To validate the RNA-Seq differential expression, a correlation analysis was conducted using the expression values (RPKM) of four selected transcripts in this study and qPCR expression values (Cq qPCR normalised gene expression) of the same transcripts obtained from a separate study22. These selected transcript sequences were confirmed to be the same between the two databases, SoGI (used in this study) and SUGIT (used in22), by checking the primer sequences and amplicon length (detail is provided in Additional file 6). The RPKM values were obtained for top and bottom internodal tissue samples of four genotypes (QC02–402, Q200, QN05-803 and QBYN04-26041).

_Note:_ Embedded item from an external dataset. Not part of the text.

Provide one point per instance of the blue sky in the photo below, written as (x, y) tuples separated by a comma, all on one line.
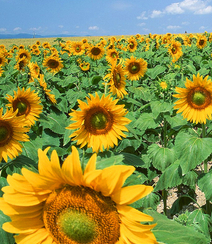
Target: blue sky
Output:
[(103, 18)]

The correlation analysis was performed in Microsoft Excel 2013.

Data analysis

All CLC-GWB analyses and command-line driven Linus-based analyses were run on a QAAFI CLC Genomics Server and High Performance Computer clusters, respectively, provided by Research Computing Centre, The University of Queensland, Australia (https://rcc.uq.edu.au/). Other data analyses, unless otherwise stated, were performed in Microsoft Excel 2013.

Availability of data and material

All RNA-Seq read data has been submitted as sequence read archive (SRA) in NCBI with the BioProject ID PRJNA356226, BioSample SAMN06323325, and accessions from SRR5258946 to SRR5259025 (80 accessions), as mentioned in73. Other relevant data are within the paper.